Now, let's do the math. You may not have read ten thousand books at Duke, and you may not have walked quite ten thousand miles, but you did put in, say, sixty hours a week for forty weeks a year for four years which is pretty nearly ten thousand hours. From this I infer that your Duke career was your time for laying down the foundations of mastery. What skill did you master? Exactly what I am discussing: the skill of active, mobile, many-sided intelligence. Every course you took, every problem you worked, every thought you encountered, every unfamiliar person you engaged, every serious or fun thing you put your energy into accomplishing each of these, and all of these together, were your training for the career that awaits you now, the perpetual push toward broader engagement and deepened understanding that will be your life after Duke.

You played the practice; now for the game! According to my unassailable reasoning, you can't not go on to this success. From ten thousand hours of drilling, the habits are locked in, built so powerfully into your personalities that no thinking-cessation program could break the addiction.

But to be frank, this is not quite true. You have had a wildly stimulating environment surrounding you these last four years; now you have to carry on the adventure without so much exterior support. And some day, you will face the temptation to stop expanding your mental world, to become addicted to the familiar round, and to think that what you already know is the truth, the whole truth, and nothing but the truth. That may seem like a day of perfect contentment, but it may really only be a day of perfect inertia, the beginning of your life as a formerly interesting person.

On that day, it's my hope that you will feel something itching in you, some trace surviving from your time at Duke, pressing the reminder that there is always more to live and understand.

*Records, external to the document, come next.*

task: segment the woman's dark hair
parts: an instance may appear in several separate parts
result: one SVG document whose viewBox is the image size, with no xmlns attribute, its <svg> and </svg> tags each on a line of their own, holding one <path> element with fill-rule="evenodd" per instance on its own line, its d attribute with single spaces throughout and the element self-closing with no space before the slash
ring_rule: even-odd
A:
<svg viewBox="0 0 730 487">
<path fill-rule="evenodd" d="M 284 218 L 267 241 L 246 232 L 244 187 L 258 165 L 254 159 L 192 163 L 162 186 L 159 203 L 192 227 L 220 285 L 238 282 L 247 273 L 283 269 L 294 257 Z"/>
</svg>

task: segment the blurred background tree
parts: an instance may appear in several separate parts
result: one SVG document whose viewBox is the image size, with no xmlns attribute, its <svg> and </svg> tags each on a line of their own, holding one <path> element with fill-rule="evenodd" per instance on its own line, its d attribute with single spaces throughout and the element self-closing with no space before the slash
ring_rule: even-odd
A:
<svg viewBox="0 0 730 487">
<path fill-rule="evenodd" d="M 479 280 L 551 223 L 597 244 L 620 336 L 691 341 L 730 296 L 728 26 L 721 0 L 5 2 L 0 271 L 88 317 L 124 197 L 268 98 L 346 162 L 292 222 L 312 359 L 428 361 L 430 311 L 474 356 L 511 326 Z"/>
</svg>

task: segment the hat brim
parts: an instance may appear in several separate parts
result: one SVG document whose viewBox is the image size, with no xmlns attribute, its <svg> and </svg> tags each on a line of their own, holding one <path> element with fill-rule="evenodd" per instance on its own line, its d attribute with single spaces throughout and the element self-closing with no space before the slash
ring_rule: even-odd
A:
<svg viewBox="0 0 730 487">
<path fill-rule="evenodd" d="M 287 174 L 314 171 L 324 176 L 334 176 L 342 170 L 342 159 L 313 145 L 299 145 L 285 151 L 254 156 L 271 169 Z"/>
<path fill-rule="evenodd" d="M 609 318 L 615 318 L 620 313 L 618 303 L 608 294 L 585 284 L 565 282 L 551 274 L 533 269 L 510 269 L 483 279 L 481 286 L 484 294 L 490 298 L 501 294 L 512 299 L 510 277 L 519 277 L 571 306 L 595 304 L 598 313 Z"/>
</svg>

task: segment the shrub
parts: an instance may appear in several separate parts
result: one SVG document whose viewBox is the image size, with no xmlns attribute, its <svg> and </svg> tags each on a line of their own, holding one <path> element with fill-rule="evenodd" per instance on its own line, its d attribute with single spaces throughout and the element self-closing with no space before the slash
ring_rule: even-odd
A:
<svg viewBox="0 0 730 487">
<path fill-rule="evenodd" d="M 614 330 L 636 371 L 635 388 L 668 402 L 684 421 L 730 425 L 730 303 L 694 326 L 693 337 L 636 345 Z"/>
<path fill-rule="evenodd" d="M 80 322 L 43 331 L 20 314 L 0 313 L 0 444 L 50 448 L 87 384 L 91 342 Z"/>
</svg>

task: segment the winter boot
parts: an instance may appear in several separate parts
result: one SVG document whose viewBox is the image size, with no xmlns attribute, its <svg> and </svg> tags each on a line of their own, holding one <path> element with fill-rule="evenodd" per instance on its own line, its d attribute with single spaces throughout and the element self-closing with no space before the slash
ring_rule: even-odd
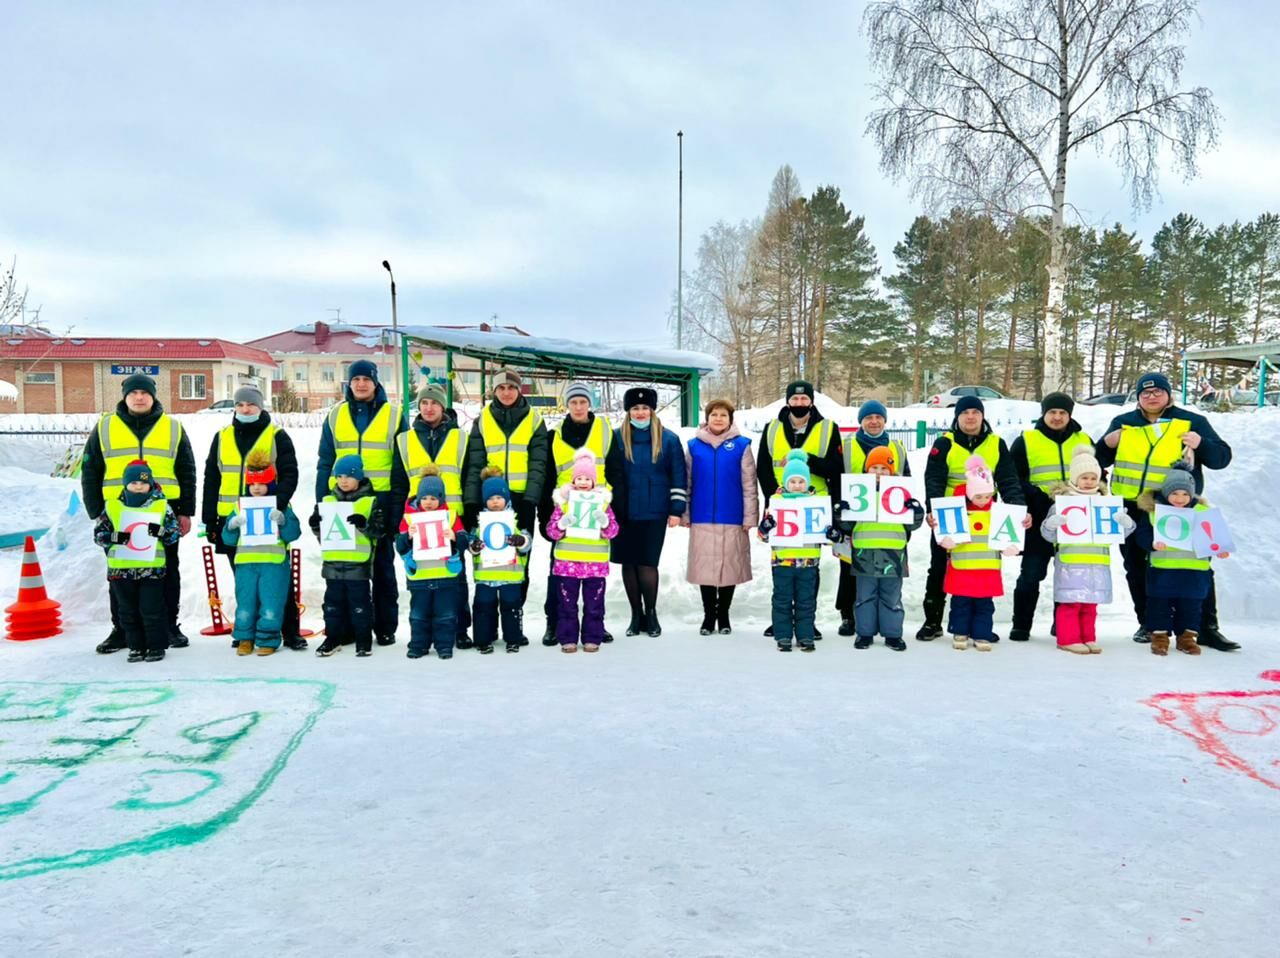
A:
<svg viewBox="0 0 1280 958">
<path fill-rule="evenodd" d="M 493 655 L 493 644 L 490 643 L 489 645 L 477 645 L 476 651 L 479 652 L 481 655 Z"/>
<path fill-rule="evenodd" d="M 453 647 L 455 649 L 473 649 L 475 648 L 475 645 L 476 644 L 471 641 L 471 636 L 467 635 L 465 632 L 460 633 L 453 640 Z"/>
<path fill-rule="evenodd" d="M 608 629 L 605 629 L 605 630 L 600 634 L 600 641 L 601 641 L 601 642 L 612 642 L 612 641 L 613 641 L 613 633 L 612 633 L 612 632 L 610 632 Z"/>
<path fill-rule="evenodd" d="M 169 626 L 169 648 L 185 649 L 190 644 L 191 644 L 191 640 L 182 634 L 182 629 L 178 626 L 176 622 L 173 625 Z M 147 661 L 153 662 L 155 660 L 148 659 Z"/>
<path fill-rule="evenodd" d="M 241 639 L 237 642 L 236 655 L 253 655 L 253 639 Z"/>
<path fill-rule="evenodd" d="M 1089 646 L 1083 642 L 1072 642 L 1070 645 L 1060 645 L 1058 649 L 1062 652 L 1070 652 L 1073 655 L 1088 655 Z"/>
<path fill-rule="evenodd" d="M 639 609 L 631 610 L 631 624 L 627 626 L 627 635 L 639 635 L 644 630 L 644 616 Z"/>
<path fill-rule="evenodd" d="M 657 609 L 650 609 L 644 614 L 644 630 L 655 639 L 662 634 L 662 623 L 658 621 Z"/>
<path fill-rule="evenodd" d="M 1151 632 L 1151 638 L 1147 641 L 1151 643 L 1152 655 L 1168 655 L 1169 654 L 1169 633 L 1168 632 Z M 1135 639 L 1134 641 L 1137 641 Z"/>
<path fill-rule="evenodd" d="M 1102 654 L 1102 646 L 1100 646 L 1097 642 L 1086 642 L 1084 644 L 1084 647 L 1089 650 L 1090 655 Z"/>
<path fill-rule="evenodd" d="M 932 642 L 934 639 L 940 638 L 942 638 L 942 626 L 935 622 L 926 622 L 916 632 L 917 642 Z"/>
<path fill-rule="evenodd" d="M 702 590 L 702 625 L 698 628 L 699 635 L 711 635 L 716 630 L 716 589 L 714 586 L 704 585 Z"/>
<path fill-rule="evenodd" d="M 259 655 L 275 655 L 276 647 L 274 645 L 260 645 L 258 646 L 258 654 Z"/>
<path fill-rule="evenodd" d="M 953 635 L 951 637 L 951 647 L 957 652 L 963 652 L 969 647 L 969 637 L 967 635 Z"/>
<path fill-rule="evenodd" d="M 857 628 L 853 624 L 853 619 L 841 619 L 840 628 L 836 629 L 836 635 L 842 635 L 845 638 L 848 638 L 857 631 Z"/>
<path fill-rule="evenodd" d="M 1141 626 L 1139 626 L 1138 631 L 1133 633 L 1133 641 L 1137 642 L 1140 645 L 1146 645 L 1148 642 L 1151 641 L 1151 631 L 1149 629 L 1144 629 Z"/>
<path fill-rule="evenodd" d="M 816 638 L 816 636 L 815 636 L 815 638 Z M 812 642 L 801 642 L 801 643 L 800 643 L 800 651 L 801 651 L 801 652 L 812 652 L 812 651 L 814 651 L 814 649 L 816 649 L 816 648 L 817 648 L 817 646 L 816 646 L 816 645 L 814 645 Z"/>
<path fill-rule="evenodd" d="M 560 643 L 560 651 L 561 651 L 561 652 L 569 652 L 569 653 L 577 652 L 577 651 L 578 651 L 578 643 L 577 643 L 577 642 L 575 642 L 575 643 L 573 643 L 573 645 L 570 645 L 568 642 L 561 642 L 561 643 Z"/>
<path fill-rule="evenodd" d="M 900 635 L 895 635 L 892 638 L 885 639 L 884 644 L 895 652 L 907 651 L 907 643 L 902 641 L 902 636 Z"/>
<path fill-rule="evenodd" d="M 822 630 L 818 628 L 816 625 L 813 627 L 813 641 L 815 642 L 822 641 Z"/>
<path fill-rule="evenodd" d="M 1036 602 L 1040 593 L 1030 589 L 1013 590 L 1013 625 L 1009 629 L 1010 642 L 1027 642 L 1031 639 L 1031 625 L 1036 617 Z"/>
<path fill-rule="evenodd" d="M 1240 643 L 1228 639 L 1216 625 L 1202 629 L 1200 634 L 1196 636 L 1196 644 L 1216 649 L 1219 652 L 1236 652 L 1240 649 Z"/>
<path fill-rule="evenodd" d="M 853 647 L 855 649 L 869 649 L 871 648 L 871 643 L 874 641 L 874 635 L 860 635 L 853 640 Z"/>
<path fill-rule="evenodd" d="M 1185 652 L 1187 655 L 1199 655 L 1200 646 L 1196 644 L 1196 633 L 1190 629 L 1183 629 L 1178 634 L 1177 648 L 1179 652 Z"/>
<path fill-rule="evenodd" d="M 550 624 L 547 625 L 546 630 L 542 633 L 542 644 L 547 648 L 560 644 L 560 640 L 556 638 L 556 630 Z"/>
<path fill-rule="evenodd" d="M 356 643 L 356 644 L 358 645 L 359 643 Z M 396 637 L 394 635 L 380 635 L 378 636 L 378 644 L 379 645 L 395 645 Z M 356 654 L 359 655 L 360 654 L 359 651 L 357 651 Z"/>
<path fill-rule="evenodd" d="M 147 653 L 146 653 L 146 652 L 144 652 L 142 649 L 130 649 L 130 650 L 129 650 L 129 656 L 128 656 L 128 658 L 126 658 L 126 659 L 125 659 L 125 661 L 126 661 L 126 662 L 141 662 L 141 661 L 142 661 L 142 659 L 146 656 L 146 654 L 147 654 Z"/>
<path fill-rule="evenodd" d="M 305 652 L 307 650 L 307 640 L 300 635 L 291 635 L 282 644 L 286 649 L 292 649 L 294 652 Z"/>
<path fill-rule="evenodd" d="M 357 658 L 357 659 L 367 659 L 367 658 L 368 658 L 369 656 L 371 656 L 371 655 L 373 655 L 373 649 L 372 649 L 372 648 L 362 649 L 362 648 L 360 648 L 360 646 L 358 646 L 358 645 L 356 646 L 356 658 Z"/>
<path fill-rule="evenodd" d="M 426 652 L 423 652 L 420 649 L 409 649 L 407 652 L 405 652 L 404 657 L 406 659 L 420 659 L 426 654 L 427 654 Z"/>
<path fill-rule="evenodd" d="M 448 662 L 451 658 L 453 658 L 453 653 L 450 652 L 448 649 L 446 649 L 443 652 L 437 652 L 436 656 L 440 659 L 441 662 Z"/>
<path fill-rule="evenodd" d="M 773 638 L 773 626 L 772 626 L 772 625 L 766 626 L 766 627 L 765 627 L 765 630 L 764 630 L 764 634 L 765 634 L 765 637 L 766 637 L 766 638 L 772 639 L 772 638 Z M 787 651 L 788 651 L 788 652 L 790 652 L 791 650 L 790 650 L 790 649 L 787 649 Z"/>
<path fill-rule="evenodd" d="M 320 643 L 320 647 L 316 649 L 316 655 L 320 656 L 320 658 L 322 659 L 327 659 L 329 656 L 333 655 L 333 653 L 339 651 L 341 648 L 342 648 L 341 639 L 335 639 L 331 635 L 326 635 L 324 637 L 324 641 Z"/>
<path fill-rule="evenodd" d="M 112 629 L 111 634 L 98 643 L 97 653 L 99 655 L 110 655 L 112 652 L 119 652 L 121 649 L 129 647 L 128 641 L 124 637 L 124 633 L 119 629 Z"/>
<path fill-rule="evenodd" d="M 790 643 L 790 642 L 779 642 L 779 643 L 778 643 L 778 651 L 779 651 L 779 652 L 790 652 L 790 651 L 791 651 L 791 643 Z"/>
<path fill-rule="evenodd" d="M 990 639 L 974 639 L 973 647 L 977 649 L 979 652 L 990 652 L 991 640 Z"/>
<path fill-rule="evenodd" d="M 148 649 L 142 660 L 144 662 L 162 662 L 164 661 L 164 649 Z"/>
<path fill-rule="evenodd" d="M 508 643 L 507 643 L 507 651 L 508 651 L 508 652 L 519 652 L 519 651 L 520 651 L 520 642 L 519 642 L 518 640 L 517 640 L 517 641 L 515 641 L 515 642 L 508 642 Z"/>
</svg>

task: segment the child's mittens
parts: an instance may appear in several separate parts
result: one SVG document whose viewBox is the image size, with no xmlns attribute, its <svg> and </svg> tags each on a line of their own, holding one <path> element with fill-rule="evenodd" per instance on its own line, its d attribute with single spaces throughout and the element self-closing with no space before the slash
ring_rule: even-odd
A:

Walk ten thousand miles. Read ten thousand books.

My friends, a journey of becoming brought you to Duke. At Duke you traveled the next stage of that journey. Now the journey requires that you go on to another stage. There's pain in leaving a place and life you loved, but this is a growing pain: its opposite would be not pleasure but stasis or regression. In a poignant letter penned just after he finished Moby-Dick, Herman Melville wrote: "Lord, when shall we be done growing?" He knew the answer. When will you be done growing? With luck, never; to live is to grow. You have filled this place with splendid life. Now it's too familiar, so you have to break out of here to win room to advance. Walk ten thousand miles. Read ten thousand books. Keep going, and keep growing. Time to go. Go well.